Many patients who experience ventricular tachyarrhythmias, or cardiac arrest, resume driving soon after an episode, and although there exists the potential for another episode to occur while driving, accidents are uncommon - occurring at less than half the rate found in the general U.S. population, reports Toshio Akiyama, M.D., professor of Medicine and director of the Arrhythmia Monitoring and Pacemaker Service at the University of Rochester Medical Center.
“We found that these patients who are at risk for cardiac episodes had no greater risk of being involved in an accident than a healthy driver with no history of cardiac problems,” says Akiyama, principal investigator for the study that considered risk incurred by patients who have suffered a cardiac arrest.
“This data may assist physicians in determining which patients should be allowed to drive and how soon after suffering from an arrhythmia episode,” he says. “Of course, each patient is different and it is up to physicians to judge on a case-by-case basis.”
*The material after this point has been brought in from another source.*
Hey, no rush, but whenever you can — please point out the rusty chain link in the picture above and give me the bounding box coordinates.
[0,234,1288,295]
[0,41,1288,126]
There were 627 patient cases considered for the study, which was analyzed by researchers at the University of Rochester; the University of Calgary, Canada; the University of Washington, Seattle; St. Luke’s/Roosevelt Hospital Center, New York; and MCP Hahnemann University, Philadelphia.
Data was collected via an anonymous questionnaire about driving habits and experiences in this National Institutes of Health-sponsored multicenter clinical study called AVID (Antiarrhythmics Versus Implantable Defibrillators trial). While driving, 2 percent admitted to suffering a syncopal episode (losing consciousness), 11 percent had dizziness that required them to stop the vehicle, 22 percent had dizziness that did not require them to stop the vehicle, and 8 percent of the 295 patients driving with implantable defibrillators received a shock as a result of an abnormal heart rhythm.
Fifty patients out of 627 reported having 55 accidents, but only 11 percent of those accidents were preceded by potential arrhythmia symptoms.
The data shows accidents were uncommon and occurred less frequently than that of the annual accident rate of the general U.S. driving population - 3.4 percent versus 7.1 percent. These findings may have an impact on the future development of driving regulations throughout the nation, Akiyama says.
In 1991, only eight of the 50 states had specific guidelines for granting driving privileges to high-risk cardiac patients and none had guidelines for patients with implantable defibrillators. This may be attributable to the lack of data available about the risk for drivers who may suffer cardiac arrhythmias. This study may be used to develop more clear driving regulations for patients who suffer from cardiac episodes, Akiyama says, but it will be up to physicians to determine whether additional factors preclude their patients from driving.
The only driving guidelines available for physicians were released in 1996 in a joint statement from the American Heart Association and the North American Society of Pacing and Electrophysiology. The organizations cautioned that patients with sustained ventricular tachyarrhythmias or ventricular fibrillation being treated with antiarrhythmic drugs should not drive for the first six months after initiation of therapy to document an arrhythmia-free interval before being allowed to resume driving.
“Our study found that 57 percent of patients resumed driving within three months and 78 percent within six months,” Akiyama says. “Still, the data shows that this group had no greater risk of accidents.”